Junkyard Reef-Dogs Like to Play Rough
That was enough to have Olsen end overnights on the reef and move the mothership back to the protected anchorage at Lizard, for comfortable evenings but longer runs (of 10 to 15 miles) in the fishing boats to access the barrier-reef grounds (good fishing areas closer to Lizard are generally in a "green zone" closed to fishing) or on out to blue water. By the fifth day, the wind still howling, we punched through four to sixes (they'd be bigger going back) in the 27 Contender. Once at the reef, we ventured outside a pass where we faced (and faced into) 10-foot swells rolling in. Capt. Tim Baker positioned us as close to the reef as safety permitted. The wind turned each good cast into something spectacular, allowing us to toss heavy lures 150 to 200 feet off the stern into the breaking surf.

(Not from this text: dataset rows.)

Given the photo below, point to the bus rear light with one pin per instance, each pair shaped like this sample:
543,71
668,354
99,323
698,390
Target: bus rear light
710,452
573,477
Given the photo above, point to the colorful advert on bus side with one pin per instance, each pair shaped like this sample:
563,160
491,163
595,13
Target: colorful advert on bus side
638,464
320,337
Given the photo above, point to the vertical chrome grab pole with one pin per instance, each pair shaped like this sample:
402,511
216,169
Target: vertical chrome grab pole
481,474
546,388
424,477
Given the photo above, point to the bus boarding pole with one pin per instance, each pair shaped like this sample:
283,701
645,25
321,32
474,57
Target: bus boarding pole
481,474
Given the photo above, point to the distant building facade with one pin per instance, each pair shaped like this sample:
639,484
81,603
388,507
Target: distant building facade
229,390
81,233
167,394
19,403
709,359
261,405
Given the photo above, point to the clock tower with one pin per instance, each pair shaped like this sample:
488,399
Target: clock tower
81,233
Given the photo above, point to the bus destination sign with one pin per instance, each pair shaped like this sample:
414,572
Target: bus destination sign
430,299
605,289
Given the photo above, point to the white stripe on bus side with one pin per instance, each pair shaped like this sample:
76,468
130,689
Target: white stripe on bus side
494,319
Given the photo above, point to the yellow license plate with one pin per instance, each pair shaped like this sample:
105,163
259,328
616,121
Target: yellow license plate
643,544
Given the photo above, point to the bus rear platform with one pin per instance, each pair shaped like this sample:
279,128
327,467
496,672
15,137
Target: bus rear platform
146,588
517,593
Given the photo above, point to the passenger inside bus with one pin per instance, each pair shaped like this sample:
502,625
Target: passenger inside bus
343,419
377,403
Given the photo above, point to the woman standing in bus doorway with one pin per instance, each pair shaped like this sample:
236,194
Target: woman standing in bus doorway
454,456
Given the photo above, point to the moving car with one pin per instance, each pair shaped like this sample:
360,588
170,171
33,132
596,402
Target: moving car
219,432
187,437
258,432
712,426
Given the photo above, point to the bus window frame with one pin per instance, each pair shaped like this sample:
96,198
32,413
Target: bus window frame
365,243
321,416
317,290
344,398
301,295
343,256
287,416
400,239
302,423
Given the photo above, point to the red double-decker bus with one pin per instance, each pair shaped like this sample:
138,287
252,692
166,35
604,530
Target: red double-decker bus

That anything might survive in such a maelstrom seemed hard to imagine. But our quarry were GTs, those big, bad junkyard reef-dogs. "Try to get your lures right up on the reef," hollered Baker, against the wind. GTs seem to thrive right in that zone where breakers pound the coral - where a man would be instantly torn to shreds. No doubt about it: GTs like it rough.

We caught several of the beasts to 80 pounds or so, hooked others and saw many we missed. But just catching sight of two or three large, ominous, dark shapes surfing down an incoming curler to charge a noisy topwater or flashy minnow plug is a truly breathtaking experience.

Olsen had skippered the Fascination, a 51-foot Riviera convertible, out to blue water. Conditions, he told me that evening, were "about as rough as I've fished out there." But it paid off for the anglers who wanted to tangle with big marlin (as their photos showed); the largest the boat tagged that day was more than 800 pounds.

All too quickly - as no doubt every angler who spends a week on the Odyssey has noticed - a week flashed by. But it's a week that will loom large in my mental Hall of Fishing Memories. A week fishing this proving grounds - with its relentless take-no-prisoners action - will test tackle, rigs, techniques and you, as an angler.